Is it ethical to hire offshore?

Short answer: yes, if you do it properly. Here's how I think about it — and why I also hire Aussies.

This is the question most Aussies quietly wonder about and never ask. So I’ll answer it properly.

The concern usually goes one of two ways. Either “am I exploiting someone in a developing country by paying them $10/hr”, or “am I taking work away from Australians”.

On the offshore question

$10/hr in the Philippines isn’t $10/hr in Sydney. The median monthly wage in Manila is around AUD $700–900. A good offshore VA working 40 hours a week for me clears AUD $2,400–3,500 a month. That’s three to five times the local median. They work from home, set their own hours, and most are running their own small business with multiple clients.

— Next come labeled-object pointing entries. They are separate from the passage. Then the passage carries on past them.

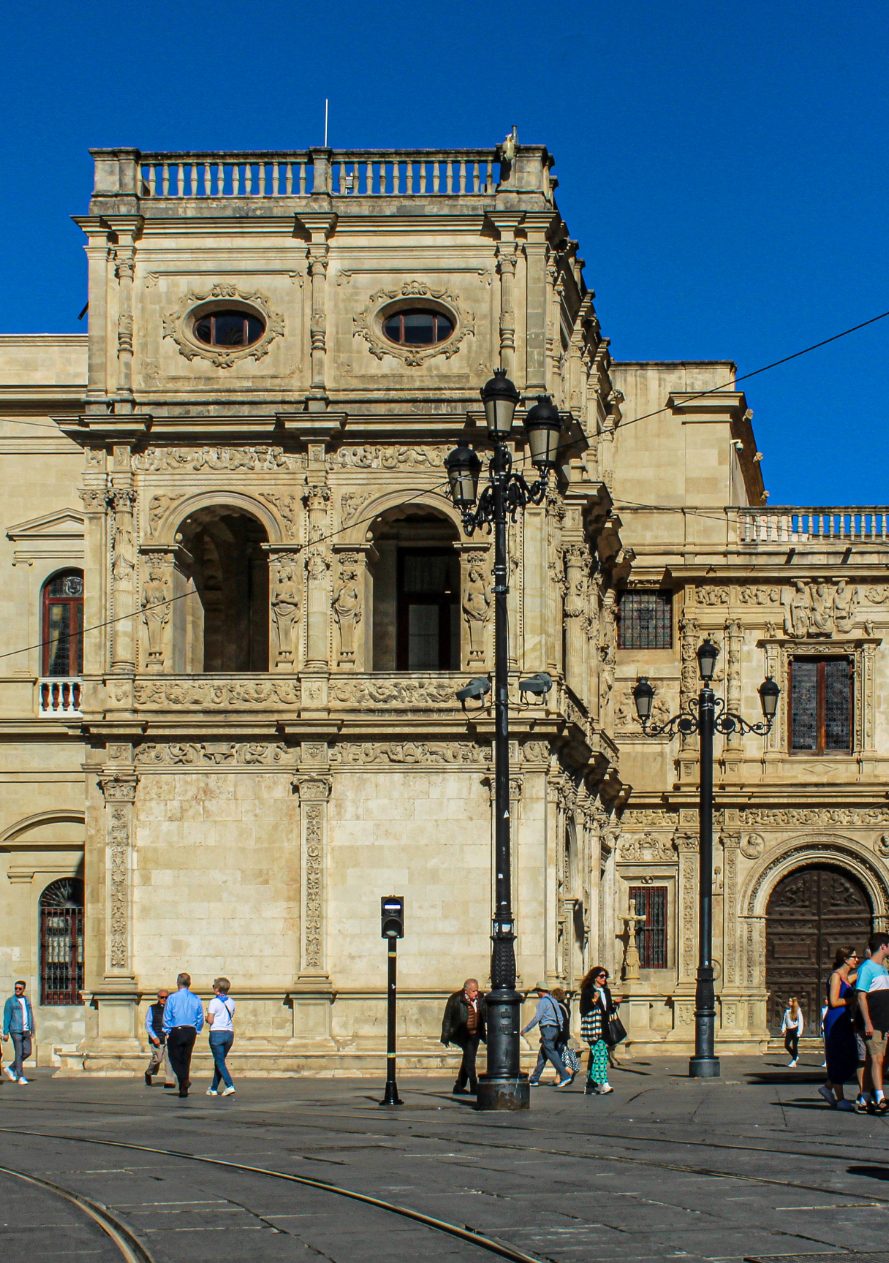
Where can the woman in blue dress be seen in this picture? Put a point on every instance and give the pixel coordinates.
(840, 1048)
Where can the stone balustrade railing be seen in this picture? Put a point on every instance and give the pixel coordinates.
(342, 173)
(58, 696)
(815, 526)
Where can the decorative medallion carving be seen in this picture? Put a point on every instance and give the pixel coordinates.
(177, 327)
(369, 323)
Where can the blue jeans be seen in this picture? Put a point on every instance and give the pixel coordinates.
(220, 1043)
(549, 1037)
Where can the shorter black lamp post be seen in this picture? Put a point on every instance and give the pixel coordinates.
(706, 715)
(503, 1086)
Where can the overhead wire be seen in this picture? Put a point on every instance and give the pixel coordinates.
(522, 460)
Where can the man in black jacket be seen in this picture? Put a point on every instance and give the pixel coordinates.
(464, 1024)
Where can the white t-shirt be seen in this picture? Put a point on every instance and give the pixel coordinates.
(222, 1009)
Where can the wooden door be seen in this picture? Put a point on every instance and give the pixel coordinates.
(811, 913)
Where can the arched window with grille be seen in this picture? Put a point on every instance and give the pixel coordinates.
(62, 942)
(63, 624)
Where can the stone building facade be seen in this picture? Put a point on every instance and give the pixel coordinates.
(234, 485)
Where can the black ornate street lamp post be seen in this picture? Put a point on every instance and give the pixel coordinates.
(706, 715)
(503, 1086)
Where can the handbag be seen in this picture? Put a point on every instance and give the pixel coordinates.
(615, 1031)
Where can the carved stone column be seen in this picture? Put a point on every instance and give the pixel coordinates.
(317, 498)
(126, 230)
(313, 790)
(347, 605)
(507, 262)
(123, 604)
(576, 598)
(284, 609)
(476, 608)
(119, 788)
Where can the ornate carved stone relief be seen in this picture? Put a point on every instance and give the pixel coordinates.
(177, 327)
(211, 753)
(369, 325)
(216, 694)
(155, 460)
(417, 753)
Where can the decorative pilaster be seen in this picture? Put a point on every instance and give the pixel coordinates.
(119, 790)
(313, 790)
(123, 603)
(317, 498)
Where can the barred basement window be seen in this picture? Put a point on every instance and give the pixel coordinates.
(645, 620)
(821, 705)
(650, 903)
(62, 942)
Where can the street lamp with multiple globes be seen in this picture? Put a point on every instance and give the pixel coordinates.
(503, 1086)
(706, 715)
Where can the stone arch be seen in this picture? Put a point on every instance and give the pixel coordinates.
(169, 524)
(808, 849)
(361, 532)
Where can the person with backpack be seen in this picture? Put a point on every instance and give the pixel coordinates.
(220, 1019)
(549, 1018)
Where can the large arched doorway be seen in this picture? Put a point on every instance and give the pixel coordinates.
(812, 912)
(226, 627)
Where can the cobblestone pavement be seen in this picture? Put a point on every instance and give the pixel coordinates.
(753, 1166)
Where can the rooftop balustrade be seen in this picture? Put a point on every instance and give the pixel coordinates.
(339, 172)
(821, 526)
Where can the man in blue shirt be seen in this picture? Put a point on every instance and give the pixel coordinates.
(183, 1018)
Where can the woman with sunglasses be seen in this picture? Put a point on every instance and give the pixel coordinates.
(840, 1047)
(596, 1004)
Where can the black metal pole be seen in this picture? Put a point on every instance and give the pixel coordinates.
(503, 1086)
(392, 1096)
(705, 1064)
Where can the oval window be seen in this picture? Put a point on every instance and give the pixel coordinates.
(418, 327)
(229, 327)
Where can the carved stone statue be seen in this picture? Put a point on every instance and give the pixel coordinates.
(284, 613)
(844, 606)
(798, 613)
(347, 611)
(155, 614)
(476, 610)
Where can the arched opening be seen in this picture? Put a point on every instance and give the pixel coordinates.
(62, 942)
(225, 627)
(414, 575)
(62, 624)
(811, 912)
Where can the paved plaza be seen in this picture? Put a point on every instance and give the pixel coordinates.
(751, 1166)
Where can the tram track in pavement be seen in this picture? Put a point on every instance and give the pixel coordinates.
(462, 1233)
(130, 1248)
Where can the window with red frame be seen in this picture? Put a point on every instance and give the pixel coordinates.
(63, 624)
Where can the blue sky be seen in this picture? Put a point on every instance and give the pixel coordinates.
(722, 166)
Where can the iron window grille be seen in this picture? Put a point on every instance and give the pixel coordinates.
(62, 942)
(650, 903)
(645, 620)
(822, 694)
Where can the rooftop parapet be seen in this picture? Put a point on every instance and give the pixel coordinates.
(818, 526)
(222, 177)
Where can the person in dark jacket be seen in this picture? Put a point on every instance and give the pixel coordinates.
(596, 1005)
(154, 1028)
(464, 1024)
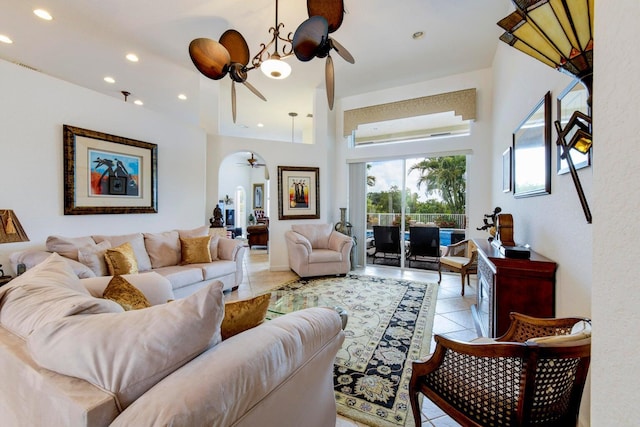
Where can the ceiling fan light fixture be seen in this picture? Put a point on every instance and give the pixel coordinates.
(275, 68)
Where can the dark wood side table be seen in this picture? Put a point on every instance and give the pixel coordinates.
(5, 279)
(526, 286)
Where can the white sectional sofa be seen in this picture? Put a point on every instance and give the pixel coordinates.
(158, 252)
(72, 359)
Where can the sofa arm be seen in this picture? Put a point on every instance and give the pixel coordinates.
(340, 242)
(288, 359)
(156, 288)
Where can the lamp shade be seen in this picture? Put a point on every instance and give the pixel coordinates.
(558, 33)
(11, 230)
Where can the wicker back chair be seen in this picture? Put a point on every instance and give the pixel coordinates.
(536, 382)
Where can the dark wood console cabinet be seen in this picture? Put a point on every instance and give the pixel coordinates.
(526, 286)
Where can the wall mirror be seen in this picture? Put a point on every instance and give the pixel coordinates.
(532, 152)
(573, 98)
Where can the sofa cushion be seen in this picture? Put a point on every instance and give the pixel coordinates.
(181, 275)
(318, 234)
(156, 289)
(121, 260)
(93, 257)
(195, 249)
(244, 314)
(31, 258)
(125, 294)
(163, 248)
(137, 243)
(68, 246)
(45, 293)
(128, 353)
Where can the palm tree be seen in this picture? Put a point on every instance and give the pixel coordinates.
(446, 176)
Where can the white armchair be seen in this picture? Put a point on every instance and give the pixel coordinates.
(318, 250)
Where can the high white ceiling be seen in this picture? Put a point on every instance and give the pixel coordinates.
(88, 40)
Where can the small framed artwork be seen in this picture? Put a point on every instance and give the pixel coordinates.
(506, 170)
(258, 196)
(298, 192)
(108, 174)
(573, 98)
(532, 152)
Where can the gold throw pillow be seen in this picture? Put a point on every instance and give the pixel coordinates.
(125, 294)
(244, 314)
(195, 250)
(121, 260)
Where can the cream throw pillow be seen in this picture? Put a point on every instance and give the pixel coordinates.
(121, 260)
(45, 293)
(195, 250)
(128, 353)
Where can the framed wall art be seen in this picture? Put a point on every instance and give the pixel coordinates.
(298, 192)
(573, 98)
(108, 174)
(506, 170)
(532, 152)
(258, 196)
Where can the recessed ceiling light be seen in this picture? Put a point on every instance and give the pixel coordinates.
(43, 14)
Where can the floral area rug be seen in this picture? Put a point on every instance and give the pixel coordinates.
(390, 324)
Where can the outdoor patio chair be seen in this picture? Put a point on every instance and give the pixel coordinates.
(387, 242)
(461, 257)
(533, 375)
(424, 244)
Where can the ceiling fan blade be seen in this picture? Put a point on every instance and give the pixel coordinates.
(331, 10)
(254, 90)
(329, 80)
(210, 57)
(237, 46)
(344, 53)
(233, 100)
(309, 38)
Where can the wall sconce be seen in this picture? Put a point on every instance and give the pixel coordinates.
(11, 230)
(559, 33)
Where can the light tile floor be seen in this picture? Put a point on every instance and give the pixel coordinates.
(453, 314)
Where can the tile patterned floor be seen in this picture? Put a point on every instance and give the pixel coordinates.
(453, 314)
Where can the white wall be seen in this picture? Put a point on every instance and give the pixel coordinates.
(478, 144)
(616, 201)
(34, 107)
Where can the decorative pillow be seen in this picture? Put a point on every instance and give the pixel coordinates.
(163, 248)
(121, 260)
(93, 257)
(128, 353)
(195, 250)
(244, 314)
(136, 240)
(68, 246)
(125, 294)
(47, 292)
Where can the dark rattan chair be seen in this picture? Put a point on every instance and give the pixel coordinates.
(461, 257)
(387, 242)
(424, 244)
(520, 379)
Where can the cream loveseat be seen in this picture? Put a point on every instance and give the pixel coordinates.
(318, 250)
(158, 252)
(71, 359)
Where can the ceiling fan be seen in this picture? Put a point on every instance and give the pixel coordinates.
(311, 38)
(253, 162)
(228, 56)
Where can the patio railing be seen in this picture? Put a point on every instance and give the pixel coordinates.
(443, 220)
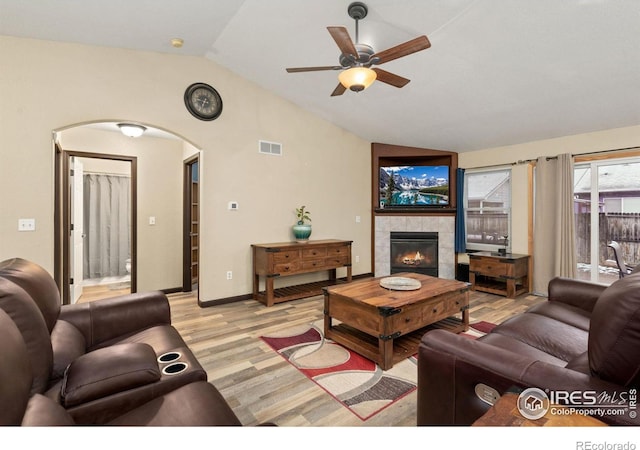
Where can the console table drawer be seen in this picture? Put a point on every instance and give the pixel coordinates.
(339, 251)
(290, 267)
(311, 264)
(488, 266)
(284, 256)
(337, 261)
(314, 253)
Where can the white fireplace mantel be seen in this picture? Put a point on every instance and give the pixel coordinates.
(443, 225)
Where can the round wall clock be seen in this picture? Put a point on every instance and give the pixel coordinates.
(203, 101)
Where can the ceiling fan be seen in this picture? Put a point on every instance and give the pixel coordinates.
(356, 58)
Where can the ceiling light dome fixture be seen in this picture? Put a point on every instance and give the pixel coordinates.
(357, 78)
(131, 129)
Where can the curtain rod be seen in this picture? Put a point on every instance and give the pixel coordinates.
(89, 172)
(527, 161)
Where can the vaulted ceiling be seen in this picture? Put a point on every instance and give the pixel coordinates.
(498, 72)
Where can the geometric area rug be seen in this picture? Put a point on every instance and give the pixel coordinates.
(356, 382)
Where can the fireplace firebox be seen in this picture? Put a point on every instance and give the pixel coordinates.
(414, 251)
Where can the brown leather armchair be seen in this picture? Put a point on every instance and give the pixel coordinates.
(100, 359)
(194, 404)
(585, 338)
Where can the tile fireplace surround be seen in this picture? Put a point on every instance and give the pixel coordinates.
(443, 225)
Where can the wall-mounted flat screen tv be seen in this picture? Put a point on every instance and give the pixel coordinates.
(414, 186)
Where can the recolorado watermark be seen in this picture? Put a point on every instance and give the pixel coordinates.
(534, 403)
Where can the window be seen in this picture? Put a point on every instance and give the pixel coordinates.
(487, 209)
(607, 208)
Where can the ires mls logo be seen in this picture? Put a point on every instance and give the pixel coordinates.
(534, 403)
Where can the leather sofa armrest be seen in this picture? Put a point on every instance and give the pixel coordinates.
(102, 320)
(581, 294)
(450, 367)
(108, 371)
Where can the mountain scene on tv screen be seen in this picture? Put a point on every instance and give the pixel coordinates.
(414, 186)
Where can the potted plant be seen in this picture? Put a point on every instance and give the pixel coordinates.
(302, 230)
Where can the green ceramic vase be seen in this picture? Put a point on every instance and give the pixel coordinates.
(301, 232)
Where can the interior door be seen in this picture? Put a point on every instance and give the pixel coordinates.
(77, 228)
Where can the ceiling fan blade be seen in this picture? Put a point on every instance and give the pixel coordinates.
(313, 69)
(339, 90)
(390, 78)
(409, 47)
(342, 38)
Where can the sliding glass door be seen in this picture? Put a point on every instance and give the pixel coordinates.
(607, 208)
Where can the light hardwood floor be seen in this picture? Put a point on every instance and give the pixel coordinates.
(261, 386)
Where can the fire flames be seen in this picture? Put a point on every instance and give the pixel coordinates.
(413, 260)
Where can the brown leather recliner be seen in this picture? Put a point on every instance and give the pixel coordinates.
(97, 360)
(584, 339)
(194, 404)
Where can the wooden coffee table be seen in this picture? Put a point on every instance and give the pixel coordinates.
(386, 325)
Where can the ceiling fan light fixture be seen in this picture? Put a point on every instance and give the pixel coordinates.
(357, 78)
(131, 129)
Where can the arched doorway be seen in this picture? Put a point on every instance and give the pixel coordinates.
(157, 204)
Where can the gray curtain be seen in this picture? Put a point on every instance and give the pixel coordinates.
(107, 225)
(554, 251)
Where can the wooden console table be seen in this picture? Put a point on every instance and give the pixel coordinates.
(501, 274)
(284, 259)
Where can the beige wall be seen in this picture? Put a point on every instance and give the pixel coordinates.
(575, 145)
(47, 86)
(159, 184)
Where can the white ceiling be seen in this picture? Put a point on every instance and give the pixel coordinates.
(498, 72)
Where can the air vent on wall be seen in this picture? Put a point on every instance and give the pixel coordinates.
(270, 148)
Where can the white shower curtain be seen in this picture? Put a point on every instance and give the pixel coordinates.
(107, 225)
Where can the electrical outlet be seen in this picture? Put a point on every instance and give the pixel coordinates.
(26, 224)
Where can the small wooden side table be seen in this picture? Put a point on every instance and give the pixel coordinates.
(502, 274)
(505, 413)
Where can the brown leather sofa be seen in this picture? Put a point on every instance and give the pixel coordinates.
(584, 339)
(113, 361)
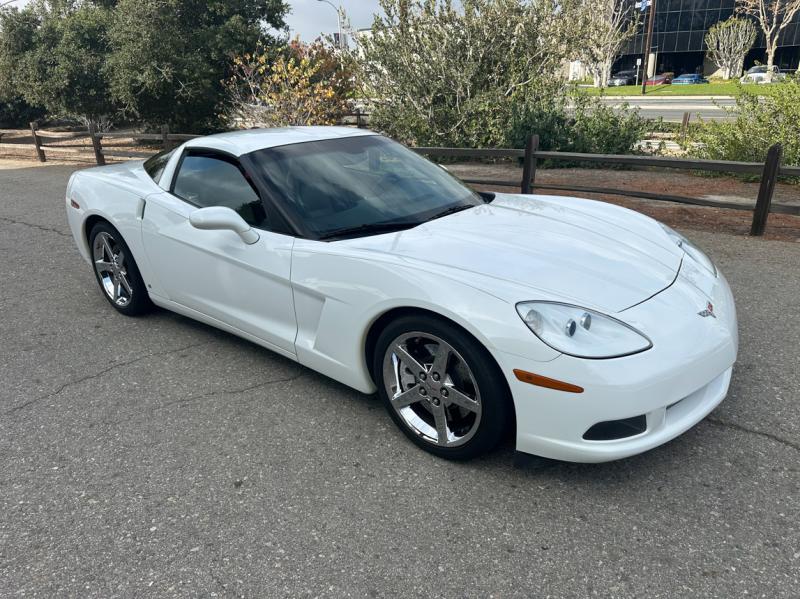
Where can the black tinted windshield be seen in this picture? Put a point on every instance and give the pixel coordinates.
(339, 184)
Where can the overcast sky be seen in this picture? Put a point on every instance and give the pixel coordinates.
(309, 18)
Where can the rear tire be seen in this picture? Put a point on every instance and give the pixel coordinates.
(441, 387)
(116, 271)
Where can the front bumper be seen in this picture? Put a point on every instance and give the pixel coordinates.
(674, 385)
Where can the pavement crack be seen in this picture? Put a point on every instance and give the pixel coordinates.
(238, 391)
(34, 226)
(200, 396)
(95, 375)
(753, 431)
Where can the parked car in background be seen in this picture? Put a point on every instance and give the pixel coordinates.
(622, 78)
(663, 79)
(689, 79)
(758, 74)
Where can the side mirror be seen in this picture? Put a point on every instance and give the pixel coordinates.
(219, 218)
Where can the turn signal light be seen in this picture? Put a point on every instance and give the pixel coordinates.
(543, 381)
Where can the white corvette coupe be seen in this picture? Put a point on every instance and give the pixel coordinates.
(589, 331)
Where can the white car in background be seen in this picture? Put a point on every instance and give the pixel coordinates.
(758, 74)
(588, 331)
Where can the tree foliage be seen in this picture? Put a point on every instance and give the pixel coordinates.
(609, 24)
(292, 85)
(156, 61)
(486, 75)
(54, 55)
(772, 16)
(170, 57)
(728, 41)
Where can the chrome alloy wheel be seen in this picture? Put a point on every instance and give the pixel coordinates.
(109, 262)
(432, 389)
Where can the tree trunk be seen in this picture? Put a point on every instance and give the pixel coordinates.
(771, 48)
(605, 73)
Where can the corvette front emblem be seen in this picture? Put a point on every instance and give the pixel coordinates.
(709, 311)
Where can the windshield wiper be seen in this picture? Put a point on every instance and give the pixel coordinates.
(382, 227)
(452, 210)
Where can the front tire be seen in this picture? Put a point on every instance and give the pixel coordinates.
(441, 387)
(116, 271)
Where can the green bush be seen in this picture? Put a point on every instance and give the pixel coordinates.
(759, 123)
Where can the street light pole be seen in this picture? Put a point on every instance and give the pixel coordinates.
(648, 44)
(338, 20)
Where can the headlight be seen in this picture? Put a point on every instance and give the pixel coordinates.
(580, 332)
(694, 252)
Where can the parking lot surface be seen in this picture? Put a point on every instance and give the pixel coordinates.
(160, 457)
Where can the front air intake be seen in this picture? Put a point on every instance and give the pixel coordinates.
(613, 430)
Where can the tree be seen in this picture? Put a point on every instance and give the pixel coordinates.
(773, 16)
(54, 55)
(292, 85)
(728, 41)
(609, 24)
(170, 57)
(467, 76)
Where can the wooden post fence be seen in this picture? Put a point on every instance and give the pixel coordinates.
(685, 125)
(37, 142)
(529, 164)
(769, 177)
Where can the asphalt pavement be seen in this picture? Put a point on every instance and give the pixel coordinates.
(160, 457)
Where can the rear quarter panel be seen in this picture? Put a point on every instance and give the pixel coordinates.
(116, 194)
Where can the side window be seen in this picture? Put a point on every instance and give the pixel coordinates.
(210, 181)
(155, 165)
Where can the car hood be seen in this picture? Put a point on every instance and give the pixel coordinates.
(542, 247)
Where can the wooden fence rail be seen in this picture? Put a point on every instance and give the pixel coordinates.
(46, 142)
(769, 170)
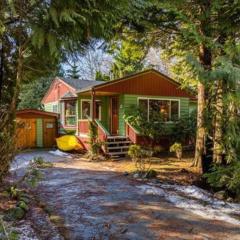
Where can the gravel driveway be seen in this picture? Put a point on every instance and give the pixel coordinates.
(96, 202)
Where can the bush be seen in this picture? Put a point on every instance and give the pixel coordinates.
(141, 158)
(177, 148)
(226, 177)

That’s not exploitation. That’s a great job by their standards. The thing that wouldbe exploitative is paying them $3/hr, paying late, ghosting them, or treating them like a cog. I don’t do any of that and neither should you. Pay properly, pay on time, treat them like a team member, and you’re fine.

On the “taking jobs from Aussies” thing

Two parts to this. First: I also hire Aussies. I’ve got an Aussie videographer I found on Airtasker, and I use Aussie freelancers for anything that needs to happen on the ground. Hiring offshore for some tasks doesn’t mean you stop hiring locally — it usually means you hire more people overall because the business can finally grow.

Second: if I didn’t hire offshore for the $10/hr admin and editing work, I wouldn’t hire an Aussie to do it at $50/hr. I’d just keep doing it myself badly. The work either gets offshored or it never gets done — that’s the actual choice.

The honest version

Treating people well is the ethical bar. Not the country code on their phone number.

Pay properly, communicate clearly, give them growth, and you’re running a good business. Pay poorly, ghost them, treat them like a machine, and you’re not — whether they’re in Cebu or Coffs Harbour.